12. An electronic device, comprising:
at least one processor; and
at least one memory coupled to the at least one processor and storing instructions for execution by the at least one processor, wherein the instructions, when executed by the at least one processor, cause the electronic device to perform acts comprising:
obtaining a reference image and a target image;
providing, to an image generation model, the reference image and pose information corresponding to the target image to generate an intermediate image, the pose information describing a pose of a target object in the target image;
determining a first region in the intermediate image corresponding to a predetermined part of the target object; and
training the image generation model based at least on a difference between the first region and a second region in the target image corresponding to the predetermined part.
13. The electronic device of claim 12, wherein obtaining the reference image and the target image comprises:
obtaining video content associated with the target object; and
obtaining, from the video content, two video frames as the reference image and the target image respectively.
14. The electronic device of claim 12, wherein training the image generation model based at least on the difference between the first region and the second region in the target image corresponding to the predetermined part comprises:
determining a target loss based on a first set of pixel values of the first region and a second set of pixel values of the second region; and
training the image generation model based at least on the target loss.
15. The electronic device of claim 12, wherein training the image generation model based at least on the difference between the first region and the second region in the target image corresponding to the predetermined part comprises:
determining a third region in the reference image corresponding to the predetermined part;
determining a similarity between the first region and the third region based on a first feature representation of the first region and a second feature representation of the third region; and
training the image generation model based on the difference and the similarity.
16. The electronic device of claim 12, wherein the predetermined part comprises a face and/or a hand.
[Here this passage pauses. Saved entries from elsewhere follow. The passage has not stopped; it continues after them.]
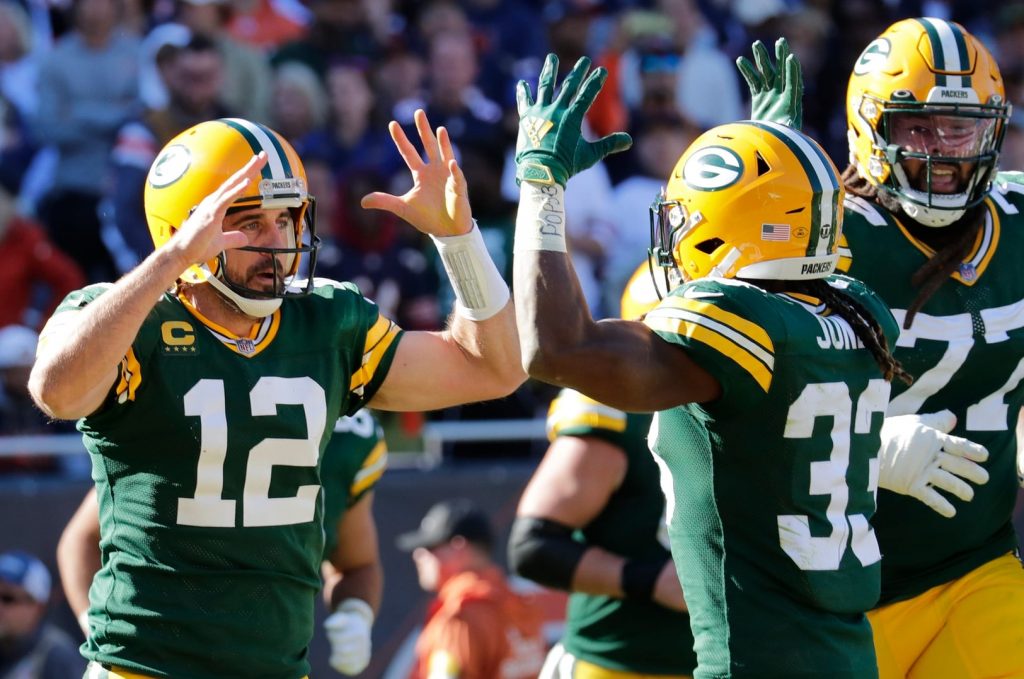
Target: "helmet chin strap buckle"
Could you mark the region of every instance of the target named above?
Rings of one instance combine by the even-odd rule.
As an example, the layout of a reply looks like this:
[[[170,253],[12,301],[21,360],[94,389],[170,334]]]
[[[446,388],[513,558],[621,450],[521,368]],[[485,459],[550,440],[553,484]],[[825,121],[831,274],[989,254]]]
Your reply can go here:
[[[708,276],[717,278],[728,278],[729,270],[732,269],[733,264],[740,258],[739,248],[732,248],[726,253],[722,260],[711,267],[711,271],[708,272]]]

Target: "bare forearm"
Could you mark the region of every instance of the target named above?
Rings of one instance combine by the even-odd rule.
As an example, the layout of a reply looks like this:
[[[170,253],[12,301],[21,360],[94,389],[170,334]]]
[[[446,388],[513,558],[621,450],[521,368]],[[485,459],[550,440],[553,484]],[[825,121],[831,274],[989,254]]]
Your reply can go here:
[[[384,571],[380,563],[350,568],[324,583],[324,600],[331,610],[345,599],[362,599],[376,614],[384,591]]]
[[[73,323],[44,331],[29,380],[39,407],[60,419],[91,413],[142,322],[184,268],[172,251],[157,250],[84,309],[67,312],[77,314]]]
[[[623,597],[622,565],[625,559],[600,547],[590,547],[583,554],[572,578],[572,591],[603,596]]]
[[[526,379],[519,358],[519,335],[511,300],[504,309],[484,321],[453,314],[448,332],[481,376],[481,386],[491,382],[487,389],[492,393],[485,398],[506,396]]]

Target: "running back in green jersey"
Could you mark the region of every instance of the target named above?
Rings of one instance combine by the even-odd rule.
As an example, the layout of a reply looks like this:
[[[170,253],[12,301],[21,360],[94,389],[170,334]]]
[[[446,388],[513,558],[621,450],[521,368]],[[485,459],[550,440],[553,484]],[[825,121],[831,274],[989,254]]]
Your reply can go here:
[[[895,340],[873,293],[828,280]],[[650,433],[694,676],[875,676],[863,612],[879,593],[869,522],[889,383],[870,351],[818,300],[735,280],[686,283],[644,322],[722,387]]]
[[[879,492],[883,603],[950,582],[1017,545],[1011,519],[1014,428],[1024,405],[1024,185],[997,181],[984,207],[978,240],[959,270],[902,330],[896,357],[916,381],[894,385],[889,414],[953,411],[951,433],[988,448],[989,481],[973,486],[970,502],[946,495],[956,507],[949,519],[911,497]],[[889,212],[856,197],[847,198],[844,233],[840,267],[876,290],[902,326],[918,294],[911,276],[932,250]]]
[[[324,561],[338,546],[338,522],[349,507],[373,490],[388,464],[384,431],[365,408],[340,418],[320,463],[324,488]]]
[[[575,538],[628,558],[668,558],[665,498],[647,448],[650,414],[624,413],[563,389],[551,402],[548,435],[593,436],[620,448],[626,474],[604,509]],[[697,665],[685,613],[652,601],[574,592],[562,644],[601,667],[654,675],[689,675]]]
[[[171,295],[156,304],[104,406],[78,422],[102,555],[86,657],[176,679],[308,674],[321,455],[339,415],[383,381],[398,336],[340,284],[285,299],[249,338]]]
17. The electronic device of claim 12, wherein the predetermined part is a first predetermined part, and the method further comprises:
providing motion blur information to the image generation model for generating the intermediate image, the motion blur information being associated with a second predetermined part of the target object, and the first predetermined part being same as or different from the second predetermined part.
18. The electronic device of claim 17, wherein the motion blur information indicates:
sharpness information of the second predetermined part in the target image;
a motion vector associated with the second predetermined part.
19. The electronic device of claim 12, wherein the image generation model is based on a diffusion model, and the method further comprises:
determining, at a target time step, a target signal-to-noise ratio having a non-linear correlation with the target time step; and
training, at the target time step, the image generation model based on the target signal-to-noise ratio.
20. The electronic device of claim 12, wherein the acts further comprise:
processing an input image with the trained image generation model to generate a corresponding output image.